There were tears welling up in Esther Olsen’s eyes. She brushed them aside and carried on.

“And I told her that it’s the way they dress and the things that interest them like cars and electrical things. So she started acting like the way she thought a boy acted. She even got hold of a pair of scissors and cut her hair short so she’d
look
more like a boy. But the more she did it the angrier it made him.”

“And this was before Jonathan was born?”

“Yes, but it carried on after that. You see, after Jonathan was born, he treated Jonathan well and he was bit less cold toward me – even though he knew that he wasn’t Jonathan’s father – but he was just as cold and unkind to Dorothy. And the more he rejected her, the more she tried to act like a boy. When she reached puberty she continued dressing like a boy – and of course by then she had her own allowance so she could buy clothes for herself.”

“I’d’ve thought that that sort of thing would have made her a target for ridicule from her peers. And that would surely have been a deterrent.”

“You’d’ve thought so but Dorothy had been so toughened up by the harsh treatment Edgar meted out that she was oblivious to anything her classmates could have thrown at her.”

“Oblivious?”

“Well maybe not completely oblivious, but certainly indifferent.”

“So was it just cross-dressing? I mean, Jonathan didn’t say cross-dresser, he just said ‘her sexuality.’ And Clayton Burrow called her a lesbian.”

“It started with cross-dressing, but it pretty soon developed into other things. She started getting pictures of pretty girls and putting them on her walls. Edgar tore them down a couple of times, but she just put them back up. And she kept a scrapbook of pictures of girls in swimsuits. He didn’t know that because she kept it under her bed.”

“Was it just an act or did she really like girls – sexually, I mean?”

“It probably started as an act, but developed into something more than that. I mean, she did experiment with girls.

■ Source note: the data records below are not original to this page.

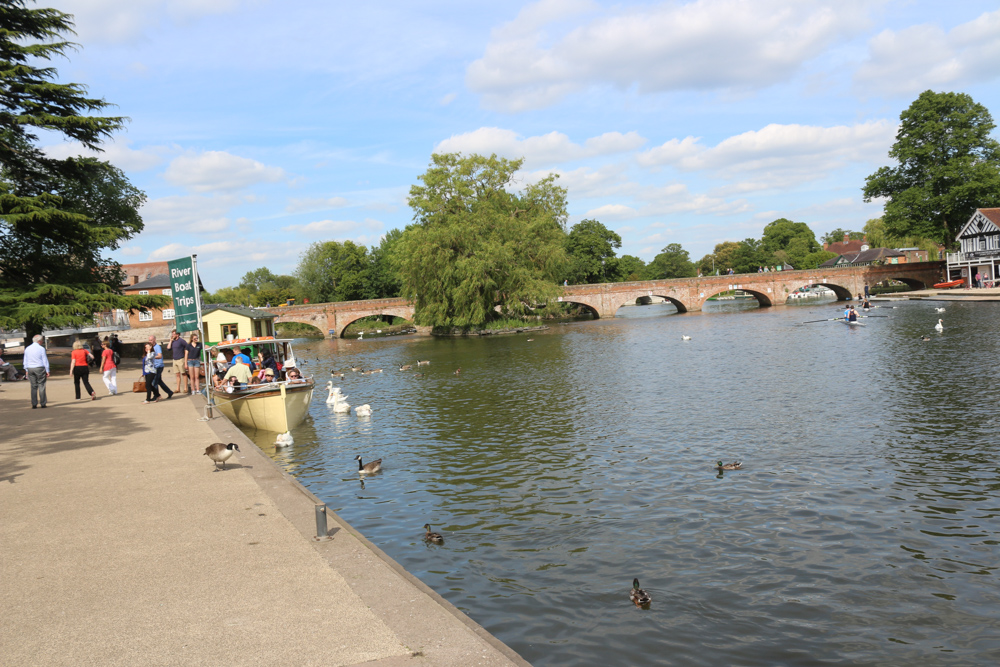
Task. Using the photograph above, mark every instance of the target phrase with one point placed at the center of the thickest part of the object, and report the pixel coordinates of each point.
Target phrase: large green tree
(591, 248)
(948, 165)
(58, 217)
(478, 244)
(334, 271)
(672, 262)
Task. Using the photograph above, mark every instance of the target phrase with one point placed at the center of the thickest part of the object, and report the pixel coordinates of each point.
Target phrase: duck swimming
(639, 597)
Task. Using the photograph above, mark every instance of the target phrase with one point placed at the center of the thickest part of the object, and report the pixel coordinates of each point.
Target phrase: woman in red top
(79, 366)
(108, 368)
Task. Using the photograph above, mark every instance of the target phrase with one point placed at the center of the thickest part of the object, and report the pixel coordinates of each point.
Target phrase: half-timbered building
(979, 248)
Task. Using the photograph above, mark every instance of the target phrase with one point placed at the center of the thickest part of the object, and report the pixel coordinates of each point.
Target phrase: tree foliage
(477, 244)
(948, 165)
(334, 271)
(57, 216)
(672, 262)
(591, 248)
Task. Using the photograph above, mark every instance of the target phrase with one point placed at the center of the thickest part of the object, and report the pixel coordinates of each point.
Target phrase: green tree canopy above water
(478, 244)
(948, 166)
(58, 217)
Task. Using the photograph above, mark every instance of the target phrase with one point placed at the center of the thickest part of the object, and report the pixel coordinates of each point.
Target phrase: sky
(260, 127)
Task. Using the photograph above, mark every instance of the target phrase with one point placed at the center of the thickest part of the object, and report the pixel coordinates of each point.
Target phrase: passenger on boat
(240, 371)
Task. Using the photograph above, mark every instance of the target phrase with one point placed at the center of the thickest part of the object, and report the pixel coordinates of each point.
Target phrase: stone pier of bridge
(686, 294)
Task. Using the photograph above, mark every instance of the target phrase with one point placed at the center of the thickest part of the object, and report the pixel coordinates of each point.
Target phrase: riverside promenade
(121, 545)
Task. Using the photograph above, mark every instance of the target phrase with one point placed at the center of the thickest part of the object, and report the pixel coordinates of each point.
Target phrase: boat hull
(279, 410)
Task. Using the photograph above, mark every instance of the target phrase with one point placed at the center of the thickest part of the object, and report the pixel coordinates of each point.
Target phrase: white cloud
(545, 149)
(191, 214)
(118, 152)
(925, 56)
(702, 45)
(318, 204)
(338, 229)
(219, 171)
(777, 155)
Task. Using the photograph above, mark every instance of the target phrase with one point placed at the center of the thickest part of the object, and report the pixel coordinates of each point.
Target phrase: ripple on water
(863, 529)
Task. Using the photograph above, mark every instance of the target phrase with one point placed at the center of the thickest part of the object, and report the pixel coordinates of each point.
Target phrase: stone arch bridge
(686, 294)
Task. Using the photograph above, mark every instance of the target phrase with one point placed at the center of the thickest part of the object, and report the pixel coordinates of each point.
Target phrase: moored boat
(271, 406)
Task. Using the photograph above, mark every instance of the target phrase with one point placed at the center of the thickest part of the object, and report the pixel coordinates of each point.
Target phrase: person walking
(150, 374)
(158, 364)
(178, 352)
(192, 358)
(109, 369)
(36, 366)
(79, 366)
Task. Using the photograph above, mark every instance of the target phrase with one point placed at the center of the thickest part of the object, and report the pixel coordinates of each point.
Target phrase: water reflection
(861, 530)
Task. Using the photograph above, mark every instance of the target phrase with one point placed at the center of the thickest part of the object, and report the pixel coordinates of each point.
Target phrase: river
(862, 530)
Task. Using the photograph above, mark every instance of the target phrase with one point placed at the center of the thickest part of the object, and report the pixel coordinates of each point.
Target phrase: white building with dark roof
(979, 247)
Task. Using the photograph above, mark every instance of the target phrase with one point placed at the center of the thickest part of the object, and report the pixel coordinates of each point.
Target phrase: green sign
(183, 284)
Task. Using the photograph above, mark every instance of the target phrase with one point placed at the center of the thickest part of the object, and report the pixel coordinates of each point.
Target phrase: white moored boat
(273, 406)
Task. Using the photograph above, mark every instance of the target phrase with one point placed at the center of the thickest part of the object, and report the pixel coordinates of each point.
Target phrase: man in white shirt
(36, 366)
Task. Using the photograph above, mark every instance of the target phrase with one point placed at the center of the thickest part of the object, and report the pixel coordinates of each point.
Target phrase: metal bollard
(321, 522)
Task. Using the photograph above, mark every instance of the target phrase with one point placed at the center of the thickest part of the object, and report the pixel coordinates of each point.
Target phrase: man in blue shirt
(158, 364)
(36, 366)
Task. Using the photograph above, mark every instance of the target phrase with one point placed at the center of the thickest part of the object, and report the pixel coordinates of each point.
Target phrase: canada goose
(367, 468)
(639, 597)
(436, 538)
(220, 452)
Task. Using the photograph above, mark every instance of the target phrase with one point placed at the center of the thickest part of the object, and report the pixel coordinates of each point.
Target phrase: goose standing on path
(220, 452)
(368, 468)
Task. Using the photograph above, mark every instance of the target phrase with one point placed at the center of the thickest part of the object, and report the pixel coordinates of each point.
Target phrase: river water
(863, 529)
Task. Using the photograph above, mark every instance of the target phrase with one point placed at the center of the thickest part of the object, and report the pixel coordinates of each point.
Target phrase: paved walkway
(121, 545)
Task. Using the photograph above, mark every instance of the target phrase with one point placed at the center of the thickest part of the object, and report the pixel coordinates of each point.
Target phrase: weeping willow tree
(58, 217)
(479, 249)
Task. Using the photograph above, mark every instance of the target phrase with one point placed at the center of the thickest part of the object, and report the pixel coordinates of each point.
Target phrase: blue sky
(259, 127)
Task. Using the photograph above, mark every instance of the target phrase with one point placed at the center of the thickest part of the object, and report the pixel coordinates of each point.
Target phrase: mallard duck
(368, 468)
(220, 452)
(639, 597)
(436, 538)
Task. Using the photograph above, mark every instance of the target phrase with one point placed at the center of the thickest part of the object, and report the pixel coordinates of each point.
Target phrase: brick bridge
(686, 294)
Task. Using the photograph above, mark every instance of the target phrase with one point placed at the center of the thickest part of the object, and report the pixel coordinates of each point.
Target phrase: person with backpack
(109, 367)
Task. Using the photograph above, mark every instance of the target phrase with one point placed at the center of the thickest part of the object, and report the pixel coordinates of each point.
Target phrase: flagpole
(201, 335)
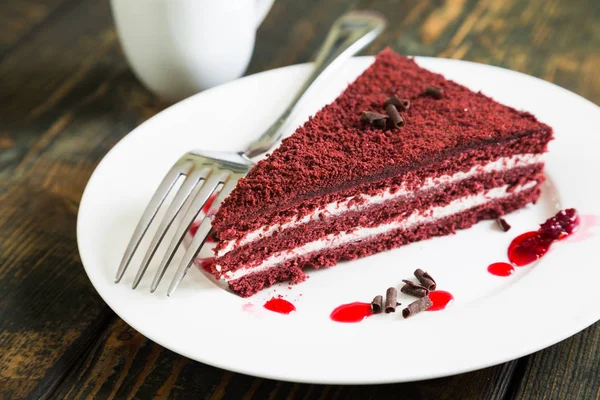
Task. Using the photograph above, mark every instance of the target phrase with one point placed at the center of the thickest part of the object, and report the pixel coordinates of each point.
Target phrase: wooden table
(67, 97)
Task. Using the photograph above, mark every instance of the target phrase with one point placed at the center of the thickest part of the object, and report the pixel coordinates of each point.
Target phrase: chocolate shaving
(396, 120)
(391, 297)
(401, 104)
(503, 224)
(377, 304)
(413, 289)
(425, 279)
(373, 118)
(416, 307)
(434, 91)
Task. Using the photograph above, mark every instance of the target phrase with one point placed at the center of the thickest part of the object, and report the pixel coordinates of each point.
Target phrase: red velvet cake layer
(299, 206)
(335, 151)
(293, 270)
(255, 252)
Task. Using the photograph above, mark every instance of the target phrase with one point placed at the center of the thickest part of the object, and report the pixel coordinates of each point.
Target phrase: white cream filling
(361, 233)
(342, 206)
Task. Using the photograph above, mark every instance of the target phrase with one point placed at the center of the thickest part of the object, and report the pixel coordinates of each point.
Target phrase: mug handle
(262, 9)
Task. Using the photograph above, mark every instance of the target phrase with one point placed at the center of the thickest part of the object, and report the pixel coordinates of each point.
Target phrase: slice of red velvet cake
(348, 184)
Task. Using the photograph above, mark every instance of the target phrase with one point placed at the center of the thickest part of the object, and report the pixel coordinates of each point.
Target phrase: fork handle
(349, 34)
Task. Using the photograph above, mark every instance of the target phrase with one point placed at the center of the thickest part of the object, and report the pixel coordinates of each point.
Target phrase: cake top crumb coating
(334, 146)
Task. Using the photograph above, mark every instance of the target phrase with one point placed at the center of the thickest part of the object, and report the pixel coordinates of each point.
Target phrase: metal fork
(207, 173)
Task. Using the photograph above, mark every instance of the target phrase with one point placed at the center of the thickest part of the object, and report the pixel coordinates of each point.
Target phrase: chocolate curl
(377, 304)
(373, 118)
(391, 297)
(503, 224)
(434, 91)
(413, 289)
(396, 120)
(425, 279)
(401, 104)
(416, 307)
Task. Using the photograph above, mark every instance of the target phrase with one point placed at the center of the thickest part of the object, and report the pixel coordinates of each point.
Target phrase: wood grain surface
(67, 96)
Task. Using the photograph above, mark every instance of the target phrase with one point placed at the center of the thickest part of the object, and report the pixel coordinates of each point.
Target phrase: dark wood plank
(67, 97)
(21, 20)
(568, 370)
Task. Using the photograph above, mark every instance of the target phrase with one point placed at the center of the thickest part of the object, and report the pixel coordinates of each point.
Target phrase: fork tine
(192, 181)
(200, 237)
(181, 167)
(193, 209)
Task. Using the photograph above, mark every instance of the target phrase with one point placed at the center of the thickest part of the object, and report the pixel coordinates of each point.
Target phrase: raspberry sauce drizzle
(351, 312)
(279, 305)
(531, 246)
(440, 299)
(501, 269)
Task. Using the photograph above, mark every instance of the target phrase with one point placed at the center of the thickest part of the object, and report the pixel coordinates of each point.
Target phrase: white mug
(180, 47)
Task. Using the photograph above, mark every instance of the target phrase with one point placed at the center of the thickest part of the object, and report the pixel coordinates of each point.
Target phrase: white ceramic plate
(492, 319)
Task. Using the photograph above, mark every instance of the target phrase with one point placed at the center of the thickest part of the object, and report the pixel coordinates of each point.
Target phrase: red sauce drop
(352, 312)
(501, 269)
(531, 246)
(440, 299)
(205, 263)
(527, 248)
(279, 305)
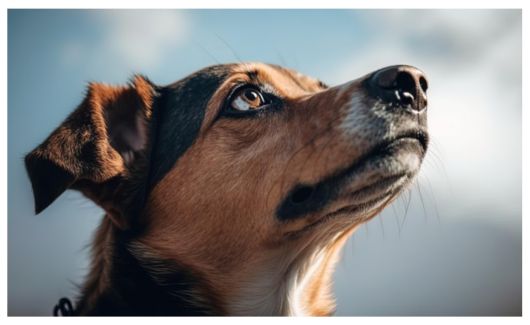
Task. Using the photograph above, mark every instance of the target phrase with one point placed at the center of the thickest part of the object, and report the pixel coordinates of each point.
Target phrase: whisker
(417, 184)
(406, 208)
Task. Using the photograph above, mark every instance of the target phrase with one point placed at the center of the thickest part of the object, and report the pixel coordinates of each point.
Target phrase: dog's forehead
(288, 82)
(181, 107)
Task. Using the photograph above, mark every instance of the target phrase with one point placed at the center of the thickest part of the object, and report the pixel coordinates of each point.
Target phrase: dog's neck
(127, 279)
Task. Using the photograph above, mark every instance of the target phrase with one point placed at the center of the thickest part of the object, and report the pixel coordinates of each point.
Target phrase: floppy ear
(95, 145)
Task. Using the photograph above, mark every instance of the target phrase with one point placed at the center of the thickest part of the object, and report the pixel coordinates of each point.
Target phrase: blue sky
(457, 251)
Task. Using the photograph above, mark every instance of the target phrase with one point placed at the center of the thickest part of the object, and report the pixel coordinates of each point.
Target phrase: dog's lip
(414, 134)
(335, 186)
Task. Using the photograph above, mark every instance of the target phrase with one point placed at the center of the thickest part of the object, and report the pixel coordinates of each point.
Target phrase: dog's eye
(246, 99)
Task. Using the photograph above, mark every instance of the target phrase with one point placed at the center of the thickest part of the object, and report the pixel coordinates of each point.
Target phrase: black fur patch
(178, 116)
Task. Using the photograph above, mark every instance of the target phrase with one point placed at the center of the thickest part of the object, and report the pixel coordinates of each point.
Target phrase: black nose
(400, 85)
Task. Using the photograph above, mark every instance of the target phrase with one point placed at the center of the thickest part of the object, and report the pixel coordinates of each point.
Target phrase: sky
(456, 249)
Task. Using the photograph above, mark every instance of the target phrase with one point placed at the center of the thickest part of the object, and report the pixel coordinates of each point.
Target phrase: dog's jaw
(299, 287)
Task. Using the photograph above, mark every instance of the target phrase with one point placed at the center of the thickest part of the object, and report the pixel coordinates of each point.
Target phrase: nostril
(405, 83)
(423, 84)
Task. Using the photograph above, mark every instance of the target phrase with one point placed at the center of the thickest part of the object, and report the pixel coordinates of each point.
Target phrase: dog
(233, 190)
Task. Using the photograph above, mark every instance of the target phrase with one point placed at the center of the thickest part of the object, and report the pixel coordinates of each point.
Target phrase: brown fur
(213, 211)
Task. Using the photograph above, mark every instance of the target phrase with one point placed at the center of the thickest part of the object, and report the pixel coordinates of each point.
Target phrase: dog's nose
(401, 85)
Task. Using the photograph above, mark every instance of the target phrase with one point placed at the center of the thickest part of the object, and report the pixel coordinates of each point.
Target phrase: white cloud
(135, 39)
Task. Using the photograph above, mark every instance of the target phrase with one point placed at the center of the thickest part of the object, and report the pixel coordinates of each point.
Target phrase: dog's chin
(380, 179)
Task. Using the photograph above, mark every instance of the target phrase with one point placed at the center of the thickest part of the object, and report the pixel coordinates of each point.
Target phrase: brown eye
(247, 99)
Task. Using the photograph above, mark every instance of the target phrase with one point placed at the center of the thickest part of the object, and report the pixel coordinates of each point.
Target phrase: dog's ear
(95, 145)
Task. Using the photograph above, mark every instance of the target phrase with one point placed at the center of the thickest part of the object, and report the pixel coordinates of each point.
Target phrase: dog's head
(239, 166)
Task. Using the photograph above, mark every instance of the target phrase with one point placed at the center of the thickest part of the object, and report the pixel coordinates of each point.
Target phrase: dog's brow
(253, 75)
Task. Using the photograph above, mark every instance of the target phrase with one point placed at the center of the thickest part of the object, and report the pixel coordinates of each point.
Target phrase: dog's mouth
(365, 186)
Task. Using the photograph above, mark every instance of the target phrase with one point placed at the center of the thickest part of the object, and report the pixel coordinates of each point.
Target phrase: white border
(265, 4)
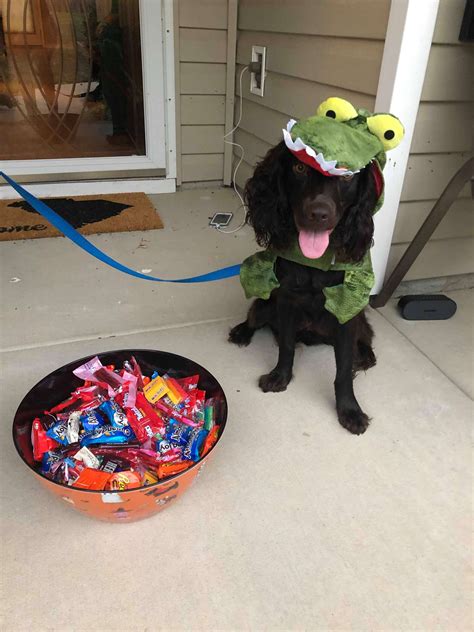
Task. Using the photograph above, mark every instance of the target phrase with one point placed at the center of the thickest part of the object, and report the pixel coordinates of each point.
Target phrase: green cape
(345, 301)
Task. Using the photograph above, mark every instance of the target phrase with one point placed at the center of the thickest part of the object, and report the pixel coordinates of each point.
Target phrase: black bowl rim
(135, 489)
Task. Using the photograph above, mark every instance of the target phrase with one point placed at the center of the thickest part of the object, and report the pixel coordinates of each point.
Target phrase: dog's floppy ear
(267, 199)
(356, 228)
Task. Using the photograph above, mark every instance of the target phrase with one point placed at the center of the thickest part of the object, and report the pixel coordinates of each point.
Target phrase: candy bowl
(120, 436)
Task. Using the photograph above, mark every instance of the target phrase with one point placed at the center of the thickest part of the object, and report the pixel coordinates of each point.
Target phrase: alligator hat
(340, 140)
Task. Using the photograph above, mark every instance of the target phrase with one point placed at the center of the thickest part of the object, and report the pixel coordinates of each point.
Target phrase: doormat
(89, 214)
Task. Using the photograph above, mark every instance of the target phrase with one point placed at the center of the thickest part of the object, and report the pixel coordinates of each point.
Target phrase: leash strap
(71, 233)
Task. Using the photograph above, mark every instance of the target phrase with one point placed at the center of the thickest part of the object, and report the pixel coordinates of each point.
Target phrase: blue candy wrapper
(48, 460)
(114, 413)
(91, 420)
(193, 447)
(58, 432)
(108, 434)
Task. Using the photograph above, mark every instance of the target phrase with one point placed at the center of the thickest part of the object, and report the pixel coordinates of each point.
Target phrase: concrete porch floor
(295, 524)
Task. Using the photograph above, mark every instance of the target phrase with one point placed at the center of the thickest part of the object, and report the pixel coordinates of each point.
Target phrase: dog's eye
(300, 169)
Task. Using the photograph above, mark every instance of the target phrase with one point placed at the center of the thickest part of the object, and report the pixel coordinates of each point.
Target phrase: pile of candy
(123, 430)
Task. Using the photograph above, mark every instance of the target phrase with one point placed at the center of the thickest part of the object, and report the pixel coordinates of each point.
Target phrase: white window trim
(405, 58)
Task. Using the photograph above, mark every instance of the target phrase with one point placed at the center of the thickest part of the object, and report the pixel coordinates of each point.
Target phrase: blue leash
(71, 233)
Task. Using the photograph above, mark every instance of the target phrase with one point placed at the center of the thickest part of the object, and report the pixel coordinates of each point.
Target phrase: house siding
(314, 50)
(202, 54)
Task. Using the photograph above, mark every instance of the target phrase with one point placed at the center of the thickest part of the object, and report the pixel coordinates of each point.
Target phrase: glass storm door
(73, 80)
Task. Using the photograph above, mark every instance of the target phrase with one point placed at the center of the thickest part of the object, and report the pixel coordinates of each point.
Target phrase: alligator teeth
(328, 166)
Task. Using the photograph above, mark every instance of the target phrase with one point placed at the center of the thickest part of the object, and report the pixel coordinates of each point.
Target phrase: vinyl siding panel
(314, 50)
(459, 221)
(443, 127)
(211, 14)
(439, 258)
(448, 22)
(428, 174)
(339, 18)
(255, 148)
(203, 45)
(202, 139)
(441, 144)
(202, 78)
(291, 95)
(449, 76)
(202, 110)
(202, 167)
(340, 62)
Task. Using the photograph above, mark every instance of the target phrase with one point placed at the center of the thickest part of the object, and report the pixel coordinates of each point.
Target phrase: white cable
(229, 142)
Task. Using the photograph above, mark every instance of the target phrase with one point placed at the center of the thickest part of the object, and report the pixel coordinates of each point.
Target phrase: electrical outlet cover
(259, 53)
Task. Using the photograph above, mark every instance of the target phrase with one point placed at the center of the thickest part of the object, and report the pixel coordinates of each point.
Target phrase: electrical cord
(230, 142)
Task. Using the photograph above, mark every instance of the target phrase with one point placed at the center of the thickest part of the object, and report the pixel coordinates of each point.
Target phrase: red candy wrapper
(169, 469)
(210, 441)
(145, 421)
(120, 481)
(189, 383)
(92, 479)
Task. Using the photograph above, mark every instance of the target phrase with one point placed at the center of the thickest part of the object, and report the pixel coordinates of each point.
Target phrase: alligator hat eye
(300, 169)
(387, 128)
(337, 108)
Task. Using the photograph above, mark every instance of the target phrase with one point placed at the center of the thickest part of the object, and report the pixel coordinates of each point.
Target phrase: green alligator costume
(337, 141)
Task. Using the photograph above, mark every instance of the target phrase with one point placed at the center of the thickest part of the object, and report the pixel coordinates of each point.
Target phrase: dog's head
(287, 198)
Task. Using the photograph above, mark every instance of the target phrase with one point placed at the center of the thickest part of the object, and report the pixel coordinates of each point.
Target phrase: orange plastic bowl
(124, 506)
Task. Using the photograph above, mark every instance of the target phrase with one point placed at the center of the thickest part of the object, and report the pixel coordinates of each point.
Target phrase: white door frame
(156, 23)
(408, 40)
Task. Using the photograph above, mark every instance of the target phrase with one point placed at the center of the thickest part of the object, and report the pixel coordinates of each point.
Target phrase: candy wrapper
(123, 429)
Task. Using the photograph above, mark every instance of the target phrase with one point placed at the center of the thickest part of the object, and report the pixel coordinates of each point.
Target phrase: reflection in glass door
(71, 79)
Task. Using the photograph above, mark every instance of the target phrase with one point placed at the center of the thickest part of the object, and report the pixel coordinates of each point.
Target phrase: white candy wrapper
(89, 459)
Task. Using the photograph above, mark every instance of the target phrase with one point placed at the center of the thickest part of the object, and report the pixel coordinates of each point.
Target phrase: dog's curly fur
(284, 196)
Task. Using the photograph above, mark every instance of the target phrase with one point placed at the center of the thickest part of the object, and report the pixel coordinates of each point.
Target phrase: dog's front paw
(274, 382)
(241, 335)
(354, 419)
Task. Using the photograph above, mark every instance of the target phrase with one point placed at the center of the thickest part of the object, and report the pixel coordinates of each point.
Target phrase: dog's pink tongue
(314, 244)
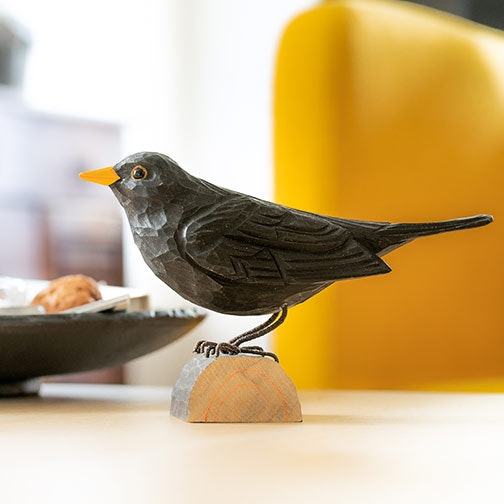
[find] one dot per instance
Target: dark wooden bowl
(34, 346)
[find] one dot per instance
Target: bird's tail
(391, 236)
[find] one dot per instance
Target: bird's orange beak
(103, 176)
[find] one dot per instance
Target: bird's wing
(249, 240)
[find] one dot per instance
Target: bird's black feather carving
(234, 253)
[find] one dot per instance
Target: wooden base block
(237, 388)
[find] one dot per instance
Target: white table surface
(118, 444)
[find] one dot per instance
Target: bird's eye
(138, 172)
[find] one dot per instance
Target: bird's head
(139, 174)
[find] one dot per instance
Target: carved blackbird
(237, 254)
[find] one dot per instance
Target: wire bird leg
(234, 346)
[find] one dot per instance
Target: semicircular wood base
(235, 389)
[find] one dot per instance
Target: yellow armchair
(386, 110)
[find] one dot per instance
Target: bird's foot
(234, 347)
(212, 349)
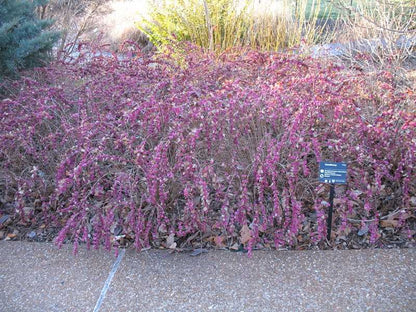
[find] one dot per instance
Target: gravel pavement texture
(39, 277)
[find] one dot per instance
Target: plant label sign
(334, 173)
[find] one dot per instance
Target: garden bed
(218, 151)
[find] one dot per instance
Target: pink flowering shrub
(144, 149)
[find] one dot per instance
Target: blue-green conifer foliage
(25, 40)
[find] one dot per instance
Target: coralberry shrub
(221, 149)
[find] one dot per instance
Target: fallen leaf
(389, 223)
(31, 234)
(219, 241)
(4, 218)
(11, 236)
(170, 241)
(245, 234)
(235, 247)
(198, 251)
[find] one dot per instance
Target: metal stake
(331, 207)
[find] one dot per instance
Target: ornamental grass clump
(221, 150)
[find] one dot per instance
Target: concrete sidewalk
(39, 277)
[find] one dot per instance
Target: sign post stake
(331, 208)
(332, 173)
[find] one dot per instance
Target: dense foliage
(24, 39)
(222, 150)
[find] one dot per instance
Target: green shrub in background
(222, 24)
(25, 41)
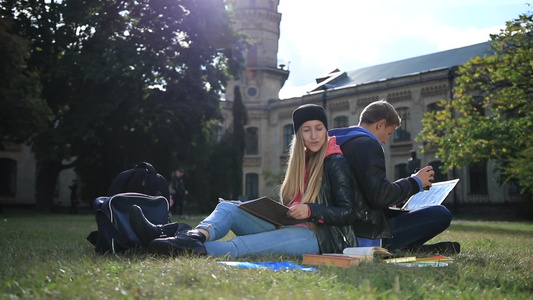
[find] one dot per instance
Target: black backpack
(141, 186)
(114, 232)
(143, 179)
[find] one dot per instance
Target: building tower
(259, 84)
(263, 79)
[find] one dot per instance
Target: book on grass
(336, 260)
(414, 259)
(436, 194)
(351, 256)
(268, 210)
(366, 251)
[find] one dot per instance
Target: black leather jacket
(367, 161)
(334, 211)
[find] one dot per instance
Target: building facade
(413, 86)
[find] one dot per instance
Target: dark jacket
(334, 212)
(367, 161)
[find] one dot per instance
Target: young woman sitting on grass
(318, 187)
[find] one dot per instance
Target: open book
(434, 196)
(268, 210)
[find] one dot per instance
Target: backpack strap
(108, 238)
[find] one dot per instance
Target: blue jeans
(254, 236)
(417, 227)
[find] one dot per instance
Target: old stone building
(413, 86)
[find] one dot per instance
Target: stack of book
(355, 255)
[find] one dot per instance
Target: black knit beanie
(306, 113)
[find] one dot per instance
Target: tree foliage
(126, 81)
(23, 113)
(491, 114)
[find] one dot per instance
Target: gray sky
(318, 36)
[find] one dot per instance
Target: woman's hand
(299, 211)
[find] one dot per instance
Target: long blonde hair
(294, 181)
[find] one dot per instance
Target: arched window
(477, 179)
(252, 141)
(434, 107)
(340, 121)
(8, 177)
(439, 175)
(400, 171)
(252, 185)
(288, 131)
(403, 133)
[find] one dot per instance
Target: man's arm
(367, 160)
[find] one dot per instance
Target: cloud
(318, 36)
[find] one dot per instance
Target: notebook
(434, 196)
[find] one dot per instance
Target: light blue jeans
(254, 236)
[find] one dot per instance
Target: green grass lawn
(48, 257)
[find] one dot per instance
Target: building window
(252, 185)
(341, 121)
(403, 133)
(400, 171)
(439, 176)
(434, 107)
(477, 179)
(288, 131)
(8, 177)
(252, 141)
(220, 133)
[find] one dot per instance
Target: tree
(23, 113)
(491, 114)
(127, 81)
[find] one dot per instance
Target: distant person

She found girls online who shared her interest and she even used to date them.”

“Did you try to stop her – or did Edgar?”

“He didn’t pay enough attention to her to know what was going on. It was only what she flaunted in his presence that angered him.”

“But didn’t you think of telling her that she was only making it worse by the way she was behaving?”

“Yes, but you see, at least this way, she was getting
some
reaction from him. When she kept a low profile he just ignored her altogether, shunned her. So for her, the choice wasn’t a good reaction from him or a bad reaction: it was a bad reaction or none at all. She chose a bad reaction as the lesser of two evils.”

“But it must have hurt her. I mean, she wrote a poem that betrays her feelings and shows how much he hurt her.”

“Oh I’m sure it did. She didn’t show it to anyone round her but the only way I could sense it was by the constant hurt look in her eyes.”

“But what about him ripping the clothes off of her? Jonathan knew about it, so it must have been when he was old enough to understand. And what was that about the mirror?”

“Well, as I said, she used to dress up in boy’s clothes. When she got older she was able to buy her own clothes. But sometimes she used to try on Edgar’s clothes and admire herself in the mirror and practice picking up girls. I knew she was doing it, but I didn’t stop her. By that stage she’d already decided what she was. There was no point fighting it. At least
I
knew that. But Edgar didn’t. He just wouldn’t accept it. He thought that
she
was in denial, but in reality
he
was. Then one day – when she was about fourteen – he caught her dressing up in his clothes talking to an imaginary girlfriend and he just flipped his lid. I mean, he just blew a fuse and exploded.”